Chandor directs at a pace that is like the tide, moving forward always but at different speeds. Very little is lingered on but all is given enough screen time to make an impact. The absence of dialogue is coupled with an absence of humor; there’s no levity in the running time and that makes for some dryness, but ultimately it’s correct. I was treated as an adult by this movie. I don’t know the first thing about sailing and I didn’t particularly learn anything here, but I got to watch a man go about his business, in silence, in deliberation. There’s no voiceover, no volleyball to talk to and explain what he’s doing; he does it and I was asked to figure out why. If I felt it was foolish to abandon the sailboat in the middle of a storm for what appeared to be a flimsy life raft, I was quickly shown that our man knows better. Chandor, who broke on the scene with 2011’s Margin Call,seems to have a Scorsese-like need to explain how things work, though with a restraint that recalls Bresson. There’s little to no affectation here, little sensation, and yet it’s incredible just the same because the director trusted in his story and his lead actor, who rewards him with a rich but subtle performance that drives the movie like wind in a sail.

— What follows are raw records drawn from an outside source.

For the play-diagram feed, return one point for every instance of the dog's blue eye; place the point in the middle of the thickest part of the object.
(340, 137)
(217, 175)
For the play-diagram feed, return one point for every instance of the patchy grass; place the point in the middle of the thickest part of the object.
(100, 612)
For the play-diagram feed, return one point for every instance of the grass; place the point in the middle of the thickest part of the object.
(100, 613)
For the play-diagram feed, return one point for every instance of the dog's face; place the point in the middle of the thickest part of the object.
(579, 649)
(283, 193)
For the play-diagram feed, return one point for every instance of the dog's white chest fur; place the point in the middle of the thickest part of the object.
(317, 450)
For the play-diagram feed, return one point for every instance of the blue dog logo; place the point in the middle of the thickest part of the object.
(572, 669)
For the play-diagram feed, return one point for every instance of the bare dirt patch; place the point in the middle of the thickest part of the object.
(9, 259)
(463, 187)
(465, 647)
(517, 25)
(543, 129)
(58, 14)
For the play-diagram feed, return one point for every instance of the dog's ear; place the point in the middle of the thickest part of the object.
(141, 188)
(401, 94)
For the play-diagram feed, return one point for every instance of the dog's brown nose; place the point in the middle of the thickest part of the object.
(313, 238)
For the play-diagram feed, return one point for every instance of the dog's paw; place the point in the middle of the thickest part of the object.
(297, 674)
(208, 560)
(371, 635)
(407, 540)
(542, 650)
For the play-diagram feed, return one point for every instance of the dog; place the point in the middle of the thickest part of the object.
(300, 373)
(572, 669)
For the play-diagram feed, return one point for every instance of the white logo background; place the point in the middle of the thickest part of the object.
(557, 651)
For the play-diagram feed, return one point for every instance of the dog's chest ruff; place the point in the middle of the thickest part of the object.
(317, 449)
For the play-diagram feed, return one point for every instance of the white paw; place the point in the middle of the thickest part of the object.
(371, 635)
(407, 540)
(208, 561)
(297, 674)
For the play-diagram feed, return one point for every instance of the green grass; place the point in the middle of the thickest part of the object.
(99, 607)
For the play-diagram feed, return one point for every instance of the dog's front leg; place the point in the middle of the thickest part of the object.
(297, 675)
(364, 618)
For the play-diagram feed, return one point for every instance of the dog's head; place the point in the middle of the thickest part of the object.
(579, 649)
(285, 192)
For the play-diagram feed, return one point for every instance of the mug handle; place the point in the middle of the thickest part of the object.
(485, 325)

All Is Lost feels almost like a poem, a soft meditation on the nature of preparedness and certainly the nature of unpredictability. It’s slow in the way that hopelessness can be, a certain ennui that precedes an inevitable and unavoidable doom. There’s a certain beauty in that, like seeing the soft underbelly of a shark, that scrubs the movie clean of dread. We’re never really worried for our man because he doesn’t have anything to learn, except what’s coming next, and then he’ll just do the best he can.